The SHARP (Study of Heart and Renal Protection) trial that compared combination therapy of simvastatin and ezetimibe with placebo on cardiovascular events in patients with chronic kidney disease found a reduction in cases of incident pancreatitis in patients in the simvastatin and ezetimibe group, findings that suggest a possible protective association. Statins reduce bile cholesterol content, which may reduce the risk of gallstones, a risk factor for pancreatitis.

The third most common cause of pancreatitis has been reported to be hypertriglyceridemia, leading to guidelines for lipid-modifying therapies that advise beginning therapy to lower triglycerides (usually with fibrates) in persons with moderate and severe hypertriglyceridemia (.400-500 md/dL). However, there is concern that fibrates may increase the risk of pancreatitis in persons with triglycerides lower than in the guidelines.

Noting the uncertainty of the associations between both types of lipid-modifying therapy and the risks of pancreatitis, researchers recently conducted collaborative meta-analyses of published and unpublished data from relevant large randomized trials to identify the connections. They reported results of the analyses in the Journal of the American Medical Association [2012;308(8):804-811].

The researchers performed literature searches of MEDLINE, EMBASE, and Thomson Reuters Web of Science^® (January 1, 1994, for statin trials, and January 1, 1972, for fibrate trials, through June 9, 2012). Published pancreatitis data from 6 trials were tabulated; unpublished data from 22 unpublished trials were obtained from investigators.

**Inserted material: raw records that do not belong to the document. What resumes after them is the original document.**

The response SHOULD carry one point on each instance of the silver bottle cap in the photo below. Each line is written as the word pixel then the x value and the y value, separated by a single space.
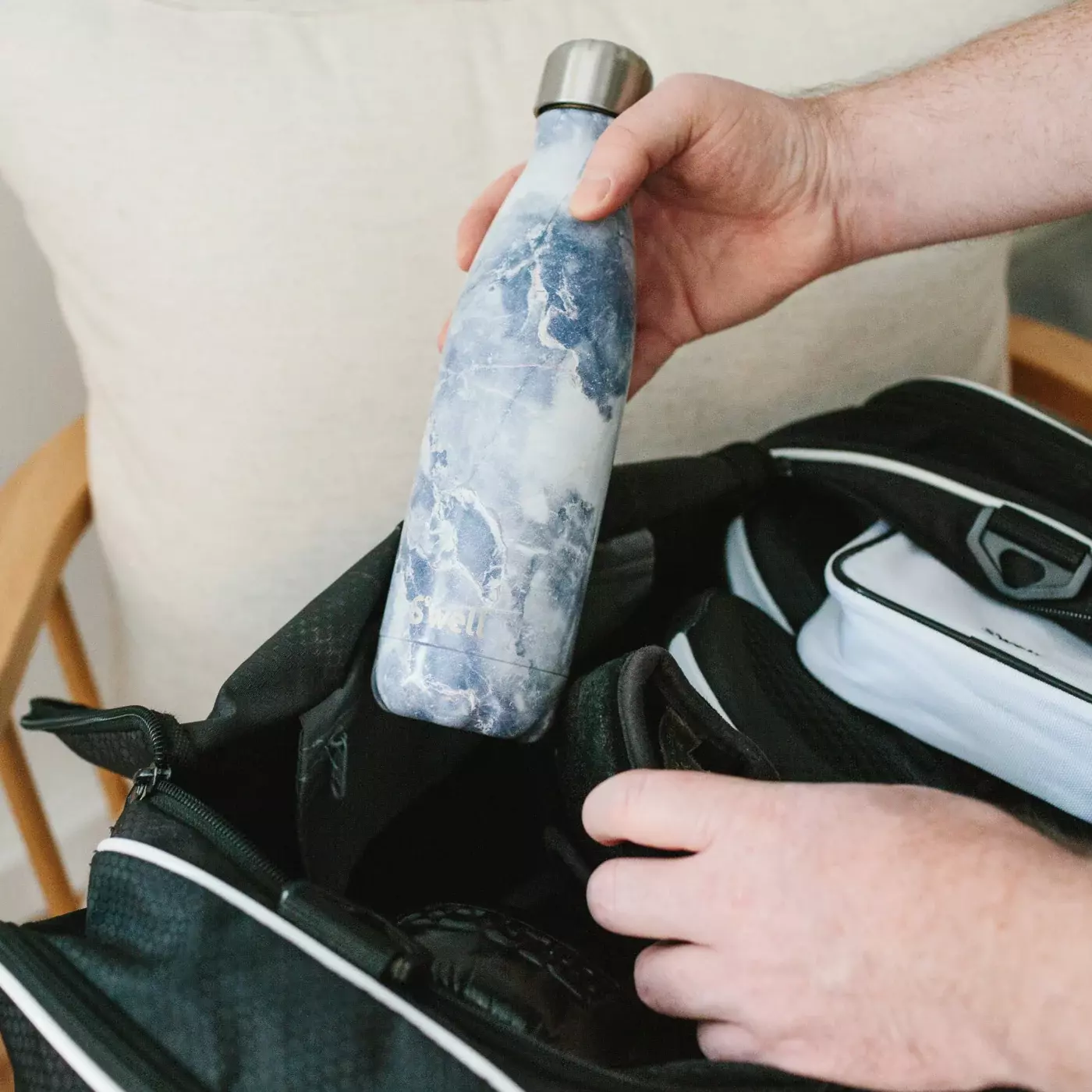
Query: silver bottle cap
pixel 597 76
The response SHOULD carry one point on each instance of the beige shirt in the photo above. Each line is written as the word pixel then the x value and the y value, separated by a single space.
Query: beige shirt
pixel 249 209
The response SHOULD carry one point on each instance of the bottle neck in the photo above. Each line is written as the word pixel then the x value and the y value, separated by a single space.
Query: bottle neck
pixel 570 125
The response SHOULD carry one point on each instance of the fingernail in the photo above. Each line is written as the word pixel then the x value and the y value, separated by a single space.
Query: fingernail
pixel 590 194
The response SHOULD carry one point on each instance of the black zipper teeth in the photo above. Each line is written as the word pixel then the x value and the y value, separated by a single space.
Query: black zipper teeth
pixel 964 639
pixel 106 1034
pixel 183 805
pixel 1059 613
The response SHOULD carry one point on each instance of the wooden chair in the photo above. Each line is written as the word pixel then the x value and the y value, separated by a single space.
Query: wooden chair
pixel 45 508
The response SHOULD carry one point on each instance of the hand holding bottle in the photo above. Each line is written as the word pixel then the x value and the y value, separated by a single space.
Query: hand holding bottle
pixel 734 202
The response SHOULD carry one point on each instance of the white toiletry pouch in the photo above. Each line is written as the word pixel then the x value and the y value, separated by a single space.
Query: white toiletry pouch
pixel 904 638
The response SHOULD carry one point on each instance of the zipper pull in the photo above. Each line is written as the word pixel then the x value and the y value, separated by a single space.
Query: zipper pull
pixel 145 782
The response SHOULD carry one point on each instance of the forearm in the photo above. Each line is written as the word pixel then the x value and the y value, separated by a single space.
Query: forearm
pixel 1051 1007
pixel 993 136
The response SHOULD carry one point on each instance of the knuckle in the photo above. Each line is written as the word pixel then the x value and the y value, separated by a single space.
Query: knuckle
pixel 603 892
pixel 636 789
pixel 647 977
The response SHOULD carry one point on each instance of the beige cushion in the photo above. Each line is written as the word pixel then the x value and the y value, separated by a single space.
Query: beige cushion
pixel 249 210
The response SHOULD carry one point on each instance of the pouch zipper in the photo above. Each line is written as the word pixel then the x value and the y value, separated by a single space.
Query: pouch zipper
pixel 838 571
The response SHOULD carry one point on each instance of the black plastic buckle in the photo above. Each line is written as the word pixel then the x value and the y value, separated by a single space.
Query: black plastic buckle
pixel 1026 559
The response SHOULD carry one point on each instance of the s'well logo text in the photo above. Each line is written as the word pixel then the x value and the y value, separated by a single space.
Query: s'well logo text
pixel 469 620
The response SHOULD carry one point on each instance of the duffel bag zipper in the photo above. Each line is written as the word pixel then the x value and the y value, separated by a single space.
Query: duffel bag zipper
pixel 213 827
pixel 356 937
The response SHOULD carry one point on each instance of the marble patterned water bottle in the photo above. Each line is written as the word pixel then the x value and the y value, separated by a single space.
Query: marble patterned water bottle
pixel 497 543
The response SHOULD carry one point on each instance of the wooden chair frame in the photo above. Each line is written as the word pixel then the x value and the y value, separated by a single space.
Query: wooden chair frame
pixel 45 508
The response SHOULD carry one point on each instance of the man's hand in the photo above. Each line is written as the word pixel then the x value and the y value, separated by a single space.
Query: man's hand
pixel 734 205
pixel 886 937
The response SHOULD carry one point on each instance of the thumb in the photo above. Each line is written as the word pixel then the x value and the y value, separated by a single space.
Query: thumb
pixel 636 144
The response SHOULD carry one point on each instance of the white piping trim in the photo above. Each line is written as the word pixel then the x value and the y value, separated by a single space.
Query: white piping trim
pixel 744 578
pixel 1016 403
pixel 926 477
pixel 477 1064
pixel 73 1055
pixel 684 657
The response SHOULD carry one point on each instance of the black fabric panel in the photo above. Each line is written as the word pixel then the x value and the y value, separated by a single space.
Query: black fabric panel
pixel 144 821
pixel 792 532
pixel 813 735
pixel 642 494
pixel 237 1006
pixel 36 1065
pixel 307 660
pixel 360 768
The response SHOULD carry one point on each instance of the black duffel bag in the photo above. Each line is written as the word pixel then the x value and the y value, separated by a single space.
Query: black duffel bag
pixel 306 892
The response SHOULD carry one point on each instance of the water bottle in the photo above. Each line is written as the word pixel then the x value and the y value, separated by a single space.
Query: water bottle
pixel 497 543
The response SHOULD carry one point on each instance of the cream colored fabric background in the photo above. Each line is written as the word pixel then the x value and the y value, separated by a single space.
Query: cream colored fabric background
pixel 249 211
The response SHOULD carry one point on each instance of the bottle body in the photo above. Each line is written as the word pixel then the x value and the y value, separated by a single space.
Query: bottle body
pixel 497 543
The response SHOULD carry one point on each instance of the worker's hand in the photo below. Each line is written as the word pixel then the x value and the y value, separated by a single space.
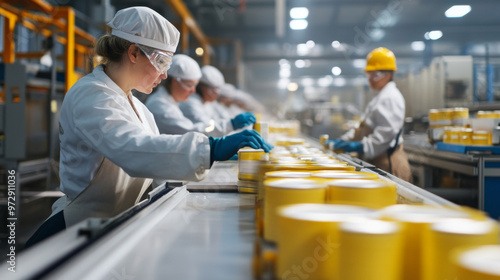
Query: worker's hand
pixel 225 147
pixel 243 120
pixel 332 143
pixel 349 146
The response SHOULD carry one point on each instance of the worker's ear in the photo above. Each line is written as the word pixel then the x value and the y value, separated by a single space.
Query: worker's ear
pixel 133 52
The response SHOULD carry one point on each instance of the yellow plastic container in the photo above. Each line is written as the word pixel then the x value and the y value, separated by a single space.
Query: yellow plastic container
pixel 415 219
pixel 479 263
pixel 460 116
pixel 336 175
pixel 366 193
pixel 481 138
pixel 370 249
pixel 466 136
pixel 283 192
pixel 442 238
pixel 308 239
pixel 248 163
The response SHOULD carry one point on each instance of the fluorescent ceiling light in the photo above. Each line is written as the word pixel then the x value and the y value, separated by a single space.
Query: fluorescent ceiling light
pixel 433 35
pixel 293 86
pixel 302 49
pixel 285 73
pixel 457 11
pixel 418 46
pixel 283 83
pixel 299 12
pixel 310 44
pixel 300 63
pixel 336 70
pixel 298 24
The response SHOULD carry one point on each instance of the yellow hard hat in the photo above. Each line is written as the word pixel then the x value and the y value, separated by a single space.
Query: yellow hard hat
pixel 380 59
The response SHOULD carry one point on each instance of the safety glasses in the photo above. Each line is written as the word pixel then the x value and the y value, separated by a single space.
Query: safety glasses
pixel 187 85
pixel 375 75
pixel 160 60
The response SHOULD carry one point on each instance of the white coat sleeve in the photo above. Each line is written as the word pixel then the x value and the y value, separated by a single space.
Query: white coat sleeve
pixel 193 110
pixel 171 120
pixel 107 127
pixel 385 121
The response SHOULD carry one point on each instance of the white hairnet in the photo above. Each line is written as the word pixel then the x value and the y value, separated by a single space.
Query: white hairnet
pixel 184 67
pixel 227 90
pixel 211 76
pixel 144 26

Of the 28 trials, 21 were statin trials and 7 were fibrate trials.

Participants were identified as developing pancreatitis during the trial when pancreatitis was recorded as an adverse event or a serious adverse event.

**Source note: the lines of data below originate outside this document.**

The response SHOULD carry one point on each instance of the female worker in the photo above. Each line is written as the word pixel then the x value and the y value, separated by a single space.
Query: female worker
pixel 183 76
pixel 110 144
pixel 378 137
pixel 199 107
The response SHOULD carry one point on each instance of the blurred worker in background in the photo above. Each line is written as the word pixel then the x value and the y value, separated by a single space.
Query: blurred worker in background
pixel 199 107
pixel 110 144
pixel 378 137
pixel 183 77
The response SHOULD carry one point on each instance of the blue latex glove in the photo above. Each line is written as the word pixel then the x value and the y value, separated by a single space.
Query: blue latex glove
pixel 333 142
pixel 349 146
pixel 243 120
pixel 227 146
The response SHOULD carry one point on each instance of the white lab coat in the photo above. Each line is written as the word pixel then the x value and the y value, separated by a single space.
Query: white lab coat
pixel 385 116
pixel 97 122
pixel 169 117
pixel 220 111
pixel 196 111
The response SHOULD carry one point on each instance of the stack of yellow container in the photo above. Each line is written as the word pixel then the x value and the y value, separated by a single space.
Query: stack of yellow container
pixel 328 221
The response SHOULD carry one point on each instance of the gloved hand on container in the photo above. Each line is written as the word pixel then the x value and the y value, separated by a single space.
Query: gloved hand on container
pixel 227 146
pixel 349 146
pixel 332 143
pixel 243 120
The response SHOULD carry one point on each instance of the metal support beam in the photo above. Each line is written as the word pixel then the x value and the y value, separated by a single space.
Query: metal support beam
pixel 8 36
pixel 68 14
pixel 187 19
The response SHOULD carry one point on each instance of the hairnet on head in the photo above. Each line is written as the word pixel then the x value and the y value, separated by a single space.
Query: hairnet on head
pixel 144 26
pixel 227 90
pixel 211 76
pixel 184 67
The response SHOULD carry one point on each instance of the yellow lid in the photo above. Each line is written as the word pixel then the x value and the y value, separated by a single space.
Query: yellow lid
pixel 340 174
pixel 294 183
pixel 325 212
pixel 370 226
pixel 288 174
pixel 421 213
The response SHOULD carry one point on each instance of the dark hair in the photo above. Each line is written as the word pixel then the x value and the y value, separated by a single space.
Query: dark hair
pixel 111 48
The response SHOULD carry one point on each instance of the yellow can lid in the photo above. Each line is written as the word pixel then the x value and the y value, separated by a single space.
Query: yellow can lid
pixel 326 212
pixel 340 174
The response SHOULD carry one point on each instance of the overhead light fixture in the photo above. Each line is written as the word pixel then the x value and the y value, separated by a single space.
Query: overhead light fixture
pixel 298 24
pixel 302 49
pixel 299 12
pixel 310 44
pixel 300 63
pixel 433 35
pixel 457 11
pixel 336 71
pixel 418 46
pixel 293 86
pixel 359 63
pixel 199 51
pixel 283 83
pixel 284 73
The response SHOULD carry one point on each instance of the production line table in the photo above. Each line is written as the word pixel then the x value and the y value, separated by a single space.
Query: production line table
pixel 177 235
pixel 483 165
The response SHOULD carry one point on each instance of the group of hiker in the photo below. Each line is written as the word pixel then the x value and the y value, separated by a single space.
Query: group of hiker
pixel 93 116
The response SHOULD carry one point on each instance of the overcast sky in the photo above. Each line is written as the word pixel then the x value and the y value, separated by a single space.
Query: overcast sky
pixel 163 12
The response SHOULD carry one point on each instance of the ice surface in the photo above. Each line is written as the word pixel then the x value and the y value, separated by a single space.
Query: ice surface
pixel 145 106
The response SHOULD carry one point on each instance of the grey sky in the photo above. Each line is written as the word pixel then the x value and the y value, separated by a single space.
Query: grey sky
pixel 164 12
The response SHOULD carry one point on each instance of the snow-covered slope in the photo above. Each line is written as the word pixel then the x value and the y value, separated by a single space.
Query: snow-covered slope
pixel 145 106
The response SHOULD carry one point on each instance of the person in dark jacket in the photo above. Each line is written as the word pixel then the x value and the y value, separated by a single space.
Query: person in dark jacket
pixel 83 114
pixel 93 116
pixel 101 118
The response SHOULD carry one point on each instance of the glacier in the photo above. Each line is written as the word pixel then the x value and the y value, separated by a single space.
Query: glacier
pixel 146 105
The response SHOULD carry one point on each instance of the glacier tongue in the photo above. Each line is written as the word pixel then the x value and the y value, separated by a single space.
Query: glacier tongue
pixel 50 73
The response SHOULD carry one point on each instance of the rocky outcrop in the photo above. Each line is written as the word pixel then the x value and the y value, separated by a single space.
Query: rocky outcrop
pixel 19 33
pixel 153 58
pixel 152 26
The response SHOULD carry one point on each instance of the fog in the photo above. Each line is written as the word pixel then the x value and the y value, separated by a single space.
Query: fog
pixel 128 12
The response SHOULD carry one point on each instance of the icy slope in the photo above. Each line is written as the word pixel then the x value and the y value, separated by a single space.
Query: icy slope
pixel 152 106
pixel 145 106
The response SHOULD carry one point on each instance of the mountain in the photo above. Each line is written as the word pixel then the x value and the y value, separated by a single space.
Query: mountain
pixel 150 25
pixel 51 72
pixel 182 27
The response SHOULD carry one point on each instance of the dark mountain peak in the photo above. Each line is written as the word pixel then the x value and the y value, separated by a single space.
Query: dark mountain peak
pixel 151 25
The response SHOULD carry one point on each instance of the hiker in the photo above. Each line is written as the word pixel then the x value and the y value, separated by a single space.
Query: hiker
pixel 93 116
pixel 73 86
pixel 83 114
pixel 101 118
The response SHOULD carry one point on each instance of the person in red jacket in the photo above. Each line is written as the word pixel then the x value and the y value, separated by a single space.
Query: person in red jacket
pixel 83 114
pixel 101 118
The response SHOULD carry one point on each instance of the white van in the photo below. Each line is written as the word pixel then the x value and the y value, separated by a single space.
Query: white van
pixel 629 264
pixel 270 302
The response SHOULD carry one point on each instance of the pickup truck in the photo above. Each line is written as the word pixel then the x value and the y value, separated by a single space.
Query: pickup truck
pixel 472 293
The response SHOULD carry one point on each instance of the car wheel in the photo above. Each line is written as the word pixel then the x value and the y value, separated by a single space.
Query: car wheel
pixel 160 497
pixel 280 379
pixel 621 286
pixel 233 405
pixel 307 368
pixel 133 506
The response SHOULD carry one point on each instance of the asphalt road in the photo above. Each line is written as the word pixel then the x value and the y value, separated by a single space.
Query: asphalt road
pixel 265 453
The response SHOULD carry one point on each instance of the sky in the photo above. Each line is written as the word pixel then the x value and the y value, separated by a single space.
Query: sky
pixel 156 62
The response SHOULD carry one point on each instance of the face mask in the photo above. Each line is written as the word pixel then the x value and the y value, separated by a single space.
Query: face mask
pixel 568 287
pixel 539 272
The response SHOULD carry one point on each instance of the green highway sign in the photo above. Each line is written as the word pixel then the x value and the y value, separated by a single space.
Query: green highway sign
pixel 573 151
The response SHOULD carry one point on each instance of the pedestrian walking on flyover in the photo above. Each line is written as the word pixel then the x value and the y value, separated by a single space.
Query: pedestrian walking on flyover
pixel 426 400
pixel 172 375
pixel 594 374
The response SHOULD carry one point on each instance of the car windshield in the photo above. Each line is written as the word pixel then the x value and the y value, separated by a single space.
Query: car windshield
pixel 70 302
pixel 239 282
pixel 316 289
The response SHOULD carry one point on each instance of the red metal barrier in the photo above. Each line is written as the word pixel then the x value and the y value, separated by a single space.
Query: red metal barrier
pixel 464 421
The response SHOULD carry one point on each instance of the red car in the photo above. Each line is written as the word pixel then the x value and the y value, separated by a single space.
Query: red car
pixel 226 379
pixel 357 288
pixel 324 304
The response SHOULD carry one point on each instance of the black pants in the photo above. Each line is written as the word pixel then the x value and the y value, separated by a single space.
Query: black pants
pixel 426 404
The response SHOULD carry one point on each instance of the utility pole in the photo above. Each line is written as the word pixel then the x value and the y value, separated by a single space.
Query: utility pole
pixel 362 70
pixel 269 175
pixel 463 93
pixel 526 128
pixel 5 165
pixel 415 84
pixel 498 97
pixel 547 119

In 16 trials (placebo and standard-care controlled) with 113,800 participants conducted over 4.1 years, 0.27% of participants (n=309) developed pancreatitis; of those, 134 were assigned to statin and 175 were assigned to control (relative risk [RR], 0.77; 95% confidence interval [CI], 0.62-0.97; P=.03). In 5 dose-comparison statin trials with 39,614 patients conducted over 4.8 years, 0.39% of participants (n=156) developed pancreatitis (70 assigned to intensive dose, 86 assigned to moderate dose; RR, 0.82; 95% CI, 0.59-1.12; P=.211).

In the combined data set of the 21 statin trials, 0.30% of participants (n=465) developed pancreatitis. Using a fixed-effects model approach produced results (RR, 0.79; 95% CI, 0.65-0.95; P=.011) identical to those of the random-effects model.

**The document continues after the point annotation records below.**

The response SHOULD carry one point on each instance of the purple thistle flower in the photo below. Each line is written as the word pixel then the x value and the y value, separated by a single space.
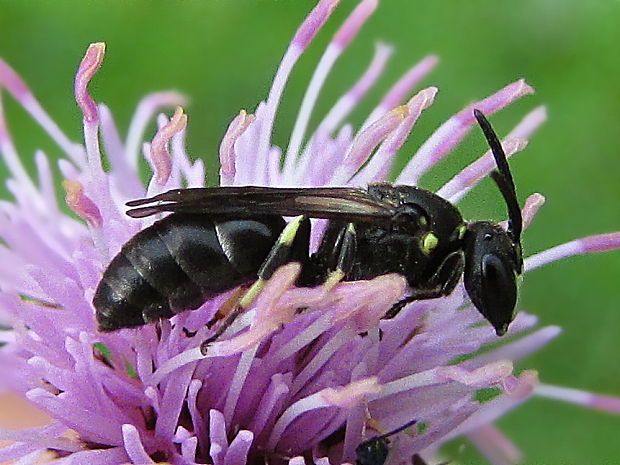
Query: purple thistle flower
pixel 279 382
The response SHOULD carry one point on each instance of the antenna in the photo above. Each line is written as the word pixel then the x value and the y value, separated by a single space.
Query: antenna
pixel 503 178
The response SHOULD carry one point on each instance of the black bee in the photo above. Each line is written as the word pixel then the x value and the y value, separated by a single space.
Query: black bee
pixel 219 238
pixel 374 451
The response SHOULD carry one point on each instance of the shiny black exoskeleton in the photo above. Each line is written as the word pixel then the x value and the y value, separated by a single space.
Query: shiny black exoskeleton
pixel 178 263
pixel 374 451
pixel 218 238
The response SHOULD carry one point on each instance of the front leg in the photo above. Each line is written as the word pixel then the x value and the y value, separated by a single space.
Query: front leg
pixel 441 284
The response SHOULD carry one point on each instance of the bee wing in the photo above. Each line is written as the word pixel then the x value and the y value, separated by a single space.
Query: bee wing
pixel 342 203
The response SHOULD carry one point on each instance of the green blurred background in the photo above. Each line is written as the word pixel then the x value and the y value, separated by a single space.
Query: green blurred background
pixel 223 54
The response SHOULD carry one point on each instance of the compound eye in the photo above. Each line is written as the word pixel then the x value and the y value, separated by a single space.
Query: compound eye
pixel 428 242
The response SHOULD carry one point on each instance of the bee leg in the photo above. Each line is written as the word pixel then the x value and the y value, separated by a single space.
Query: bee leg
pixel 441 284
pixel 341 261
pixel 293 244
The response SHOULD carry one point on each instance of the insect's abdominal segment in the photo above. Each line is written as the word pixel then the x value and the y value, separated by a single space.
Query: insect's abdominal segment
pixel 216 239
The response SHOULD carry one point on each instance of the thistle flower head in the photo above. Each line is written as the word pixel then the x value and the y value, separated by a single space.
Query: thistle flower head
pixel 281 385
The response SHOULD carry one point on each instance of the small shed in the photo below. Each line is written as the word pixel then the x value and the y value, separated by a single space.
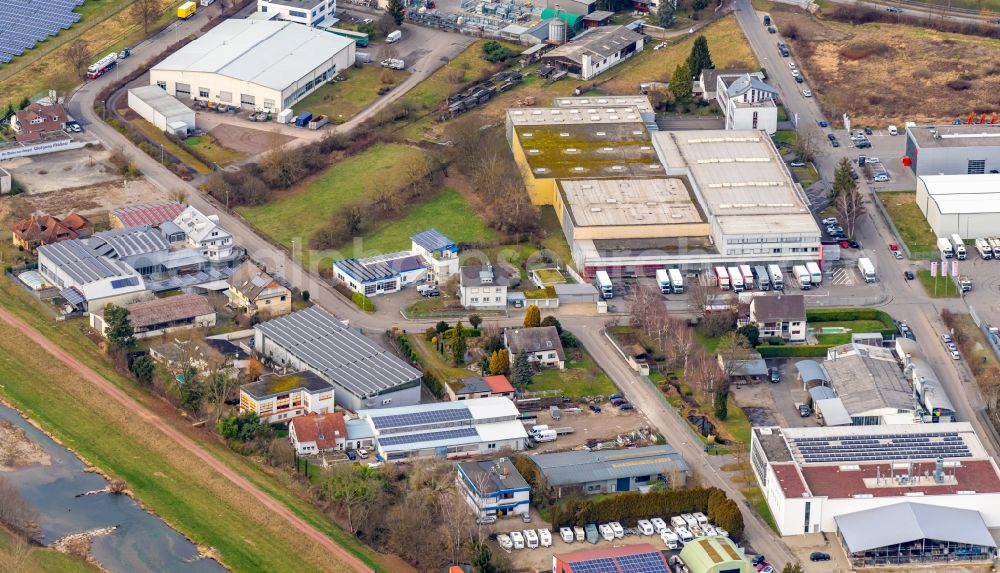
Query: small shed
pixel 161 109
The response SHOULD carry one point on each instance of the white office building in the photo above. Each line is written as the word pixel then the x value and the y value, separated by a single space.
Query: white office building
pixel 254 64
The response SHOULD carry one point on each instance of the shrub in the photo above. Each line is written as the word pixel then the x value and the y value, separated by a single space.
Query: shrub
pixel 363 302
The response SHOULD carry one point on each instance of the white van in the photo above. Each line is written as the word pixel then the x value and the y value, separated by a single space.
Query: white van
pixel 567 534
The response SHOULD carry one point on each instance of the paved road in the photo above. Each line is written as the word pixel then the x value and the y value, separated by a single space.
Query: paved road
pixel 101 384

The 7 randomized clinical trials of fibrate therapy provided data on 40,162 participants over 5.3 years. During the mean follow-up period, 0.36% (n=144) of participants developed pancreatitis (84 assigned to fibrate therapy and 60 assigned to placebo; RR, 1.39; 95% CI, 1.00-1.95; P=.053).

Limitations cited by the researchers included pancreatitis not being a prespecified end point in the trials, the lack of standardization in the way in which pancreatitis was recorded, the inability to examine specific causes of pancreatitis such as gallstones, and lack of access to individual-participant data, which may have reduced the ability to identify any relationship with the extent of triglyceride lowering. In addition, because exclusion criteria in the trials tended to include patients with marked hypertriglyceridemia, the findings may not be generalizable to that specific  group of patients.

In summary, the researchers stated, “In a pooled analysis of randomized trial data, use of statin therapy was associated with a lower risk of pancreatitis in patients with normal or mildly elevated triglyceride levels.”